Volunteerism and community service have been avenues through which individuals have been able to improve their communities, gain marketable skills that could eventually lead to paid employment, test out interests and possible career paths, develop personally and professionally meaningful social connections, and experience the pleasure and satisfaction of the activity itself and of making a difference in the lives of others. For the many individuals with developmental disabilities who are dissatisfied with the limited options they have traditionally been offered to obtain these benefits, voluntary and community service, and service learning, may be an important alternative, and may have the added consequence of contributing to changing societal attitudes and opening doors for persons with disabilities that are now too often closed.

There are a number of specific barriers that have often made it difficult for individuals with developmental disabilities to participate in these service options, and these barriers must be addressed on the societal, organizational, and individual levels. Barriers include:

  • Persons with disabilities may not be aware that voluntary service options are available to them, or they may not have the support they need to get to pursue the options and participate successfully.
  • The gatekeepers (volunteer coordinators, nominating committees, etc.) in the various organizations to which individuals with developmental disabilities may apply may need education and support in thinking about how people with developmental disabilities could contribute, or could be supported in the volunteer work they might be doing.
  • Agencies supporting adults with disabilities, and school teams and staff supporting students with disabilities, have often not included discussion of voluntary community service opportunities in their support and personal planning services.
  • The programs and facilities of organizations involved with voluntary service, community service, or service learning may present barriers to persons with disabilities of which the organizations are unaware. These may be interpreted by persons with disabilities as evidence of a lack of interest or welcome.

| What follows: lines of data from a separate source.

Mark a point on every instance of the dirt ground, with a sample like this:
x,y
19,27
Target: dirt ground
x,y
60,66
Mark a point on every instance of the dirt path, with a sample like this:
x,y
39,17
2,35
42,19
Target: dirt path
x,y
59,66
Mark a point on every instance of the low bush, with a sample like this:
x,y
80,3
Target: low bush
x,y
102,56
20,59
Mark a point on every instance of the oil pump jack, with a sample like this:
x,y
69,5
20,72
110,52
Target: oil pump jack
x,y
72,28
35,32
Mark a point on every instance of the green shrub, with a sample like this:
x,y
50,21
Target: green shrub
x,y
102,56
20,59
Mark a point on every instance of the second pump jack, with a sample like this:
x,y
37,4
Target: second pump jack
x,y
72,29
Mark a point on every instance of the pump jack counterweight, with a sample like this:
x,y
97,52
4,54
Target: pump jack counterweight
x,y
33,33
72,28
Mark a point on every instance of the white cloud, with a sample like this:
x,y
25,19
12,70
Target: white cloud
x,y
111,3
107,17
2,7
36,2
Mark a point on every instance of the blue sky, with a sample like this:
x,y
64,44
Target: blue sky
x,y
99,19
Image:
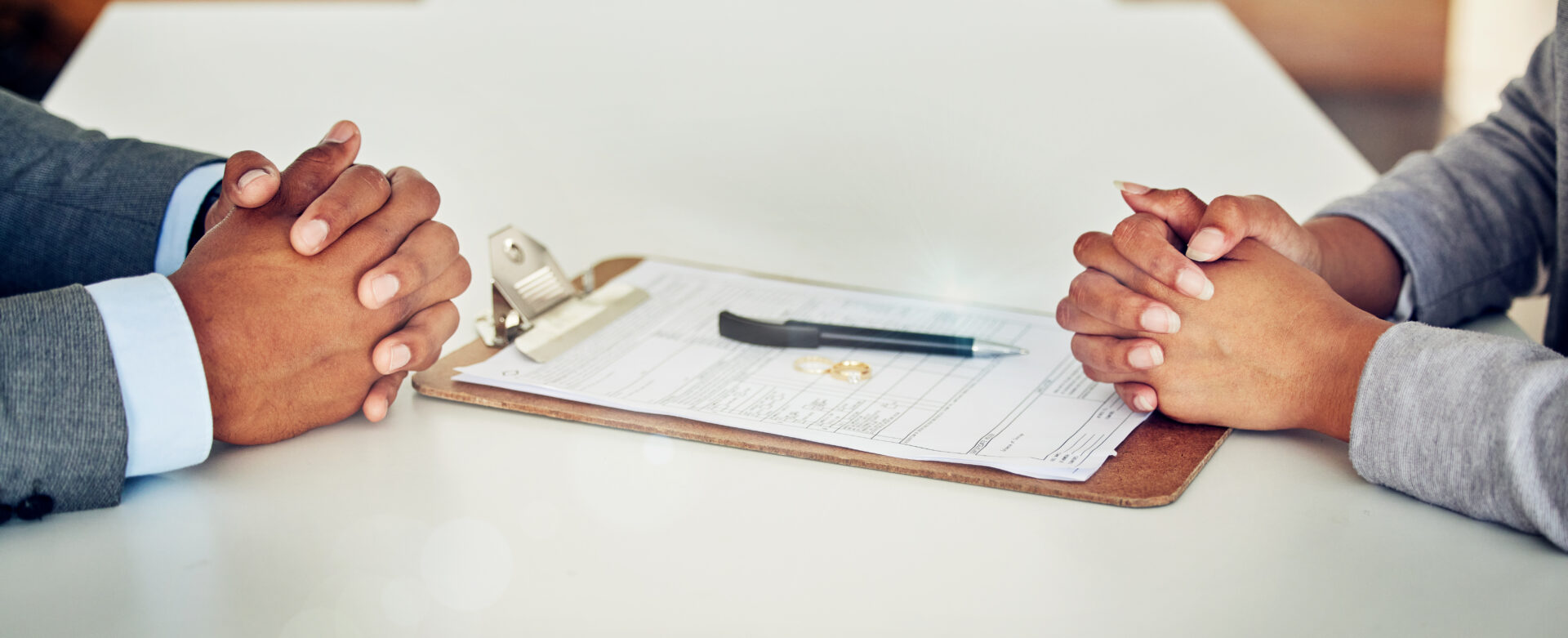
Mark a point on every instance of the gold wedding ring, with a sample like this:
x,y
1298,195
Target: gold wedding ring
x,y
814,366
852,370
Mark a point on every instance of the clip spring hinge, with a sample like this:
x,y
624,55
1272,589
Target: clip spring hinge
x,y
537,308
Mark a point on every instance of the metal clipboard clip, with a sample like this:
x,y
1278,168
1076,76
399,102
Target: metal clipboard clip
x,y
537,308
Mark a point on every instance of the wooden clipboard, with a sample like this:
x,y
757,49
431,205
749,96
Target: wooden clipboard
x,y
1152,467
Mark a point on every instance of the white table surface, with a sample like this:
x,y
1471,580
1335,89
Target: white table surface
x,y
949,148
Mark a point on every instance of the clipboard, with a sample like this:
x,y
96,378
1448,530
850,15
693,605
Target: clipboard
x,y
1152,467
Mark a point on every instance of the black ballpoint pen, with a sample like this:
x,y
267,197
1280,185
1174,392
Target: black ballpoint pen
x,y
804,334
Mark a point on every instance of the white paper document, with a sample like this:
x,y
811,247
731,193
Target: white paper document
x,y
1031,414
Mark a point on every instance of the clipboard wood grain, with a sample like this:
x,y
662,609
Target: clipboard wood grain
x,y
1152,467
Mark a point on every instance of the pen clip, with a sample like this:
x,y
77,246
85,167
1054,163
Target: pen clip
x,y
763,332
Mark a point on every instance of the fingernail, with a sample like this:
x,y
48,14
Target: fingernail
x,y
339,134
1206,245
1196,284
383,288
397,358
1133,189
313,234
250,176
1159,320
376,408
1145,358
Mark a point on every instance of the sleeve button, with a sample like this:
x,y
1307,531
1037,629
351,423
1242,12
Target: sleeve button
x,y
35,506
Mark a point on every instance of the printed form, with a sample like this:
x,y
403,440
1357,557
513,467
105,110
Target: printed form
x,y
1031,414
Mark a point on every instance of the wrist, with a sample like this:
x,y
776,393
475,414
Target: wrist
x,y
1356,264
1343,361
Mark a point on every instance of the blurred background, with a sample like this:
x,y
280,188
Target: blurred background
x,y
1394,76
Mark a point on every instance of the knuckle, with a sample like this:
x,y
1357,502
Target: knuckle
x,y
448,237
465,276
1084,243
332,209
1076,286
317,155
372,177
1129,312
1125,231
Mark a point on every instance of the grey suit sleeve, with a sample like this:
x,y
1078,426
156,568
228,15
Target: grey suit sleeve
x,y
78,207
1471,422
61,421
1474,221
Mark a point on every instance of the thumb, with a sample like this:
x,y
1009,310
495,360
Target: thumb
x,y
1235,218
248,182
1178,207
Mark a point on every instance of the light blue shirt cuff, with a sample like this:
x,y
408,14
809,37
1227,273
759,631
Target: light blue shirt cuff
x,y
180,213
162,381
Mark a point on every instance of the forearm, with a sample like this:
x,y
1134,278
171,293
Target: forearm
x,y
1358,264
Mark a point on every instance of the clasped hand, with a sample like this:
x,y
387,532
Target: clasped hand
x,y
317,289
1218,314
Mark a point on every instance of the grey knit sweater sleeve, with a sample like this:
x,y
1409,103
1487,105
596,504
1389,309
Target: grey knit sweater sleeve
x,y
1471,422
1476,220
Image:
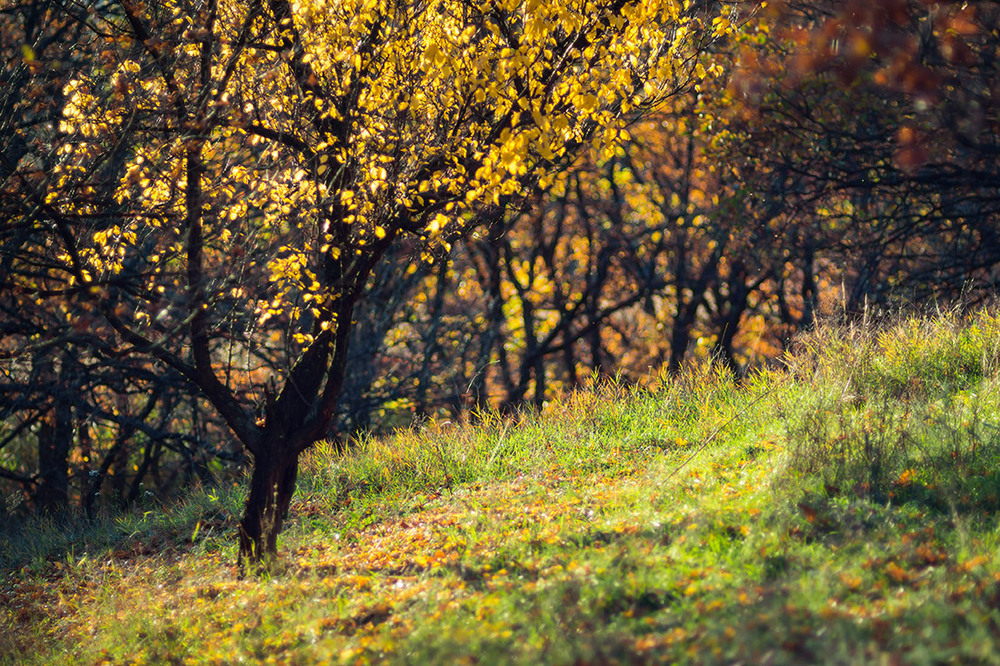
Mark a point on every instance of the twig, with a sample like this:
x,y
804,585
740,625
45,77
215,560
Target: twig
x,y
716,432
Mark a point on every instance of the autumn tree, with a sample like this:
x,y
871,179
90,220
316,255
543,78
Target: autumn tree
x,y
265,157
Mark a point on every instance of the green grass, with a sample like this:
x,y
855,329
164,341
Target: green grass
x,y
844,510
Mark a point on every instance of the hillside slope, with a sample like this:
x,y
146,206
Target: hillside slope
x,y
841,510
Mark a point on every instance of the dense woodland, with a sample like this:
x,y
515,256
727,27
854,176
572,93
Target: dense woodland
x,y
229,230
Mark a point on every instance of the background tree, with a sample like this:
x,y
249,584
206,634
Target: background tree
x,y
266,156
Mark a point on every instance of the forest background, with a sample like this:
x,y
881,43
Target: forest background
x,y
800,160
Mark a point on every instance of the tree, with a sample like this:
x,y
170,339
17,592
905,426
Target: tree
x,y
231,174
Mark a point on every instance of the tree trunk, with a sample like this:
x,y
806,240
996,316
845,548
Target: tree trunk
x,y
272,484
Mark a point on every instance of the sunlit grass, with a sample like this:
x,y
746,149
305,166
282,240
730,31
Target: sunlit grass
x,y
842,511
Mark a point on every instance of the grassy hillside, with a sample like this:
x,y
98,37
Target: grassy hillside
x,y
843,510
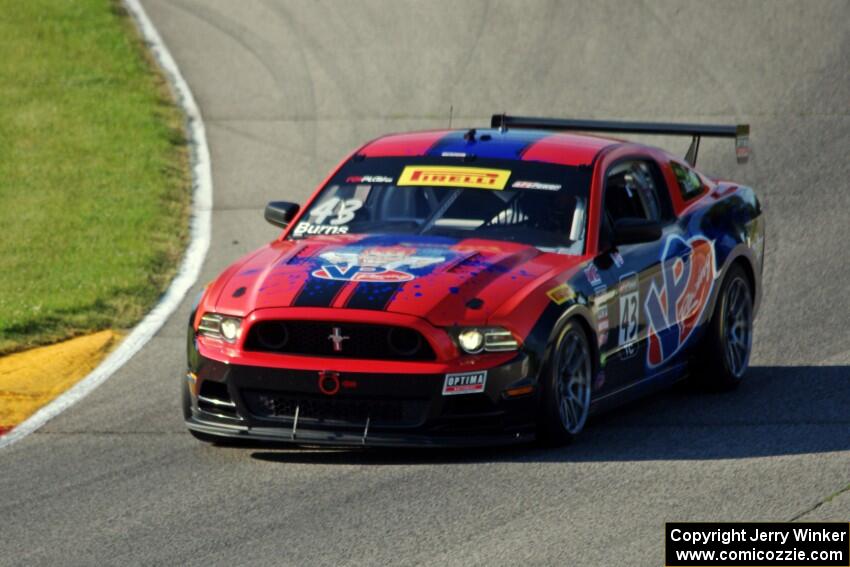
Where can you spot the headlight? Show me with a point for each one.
(491, 339)
(222, 327)
(471, 340)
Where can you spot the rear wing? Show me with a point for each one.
(741, 132)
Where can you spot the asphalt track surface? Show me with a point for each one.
(286, 89)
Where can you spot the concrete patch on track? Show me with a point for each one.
(30, 379)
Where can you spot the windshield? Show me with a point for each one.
(543, 205)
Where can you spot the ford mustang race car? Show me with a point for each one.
(451, 288)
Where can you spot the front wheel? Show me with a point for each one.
(567, 384)
(726, 347)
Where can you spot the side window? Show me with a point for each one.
(634, 188)
(690, 185)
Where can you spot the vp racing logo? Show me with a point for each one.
(385, 264)
(674, 309)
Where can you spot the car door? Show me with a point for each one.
(634, 189)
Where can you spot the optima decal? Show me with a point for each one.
(384, 264)
(674, 309)
(448, 176)
(465, 383)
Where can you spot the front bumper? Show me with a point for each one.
(366, 409)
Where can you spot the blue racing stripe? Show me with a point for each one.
(501, 145)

In overcoming barriers and creating opportunities for service to others by individuals with developmental disabilities, it can be helpful to ask the following questions as a starting point in attending to the fit between the person and a particular option, and also in evaluating the ability of volunteer, community service, and service learning organizations to include individuals with disabilities:

  • Does the individual have interests or passions that can guide efforts to identify and support service involvements?
  • Are there existing opportunities that would allow the individual to pursue those interests and passions in a manner that provides service that is of value to the community? If not, can such opportunities be created?
  • Are there specific learning goals of the individual to which certain service activities might contribute?
  • Are necessary supports available to enable the person to participate in the service activity? If not, how can they be created?
  • Is the service activity supported by adequate and appropriate intrinsic reinforcers (e.g., integration, acceptance, respect, recognition, tangible rewards)?

The world is changing for people with developmental disabilities. Doors are opening that were once closed, and the doors to community involvement in the form of voluntary service, community service, and service learning are among those that must be opened wide.

References

  • Bellamy, G. T., Rhodes, L., Wilcox, B., Albin, J., Mank, D., Boles, S., … Turner, J. (1984). Quality and equality in employment services for adults with severe disabilities. Journal of the Association for Persons with Severe Handicaps, 9(4), 270–277.

  • Brown, L., Shiraga, B., York, J., Kessler, K., Strohm, B., Rogan, P., … VanDeventer, P. (1984). Integrated work opportunities for adults with severe handicaps: The extended training option. Journal of the Association for Persons with Severe Handicaps, 9(4), 262–269.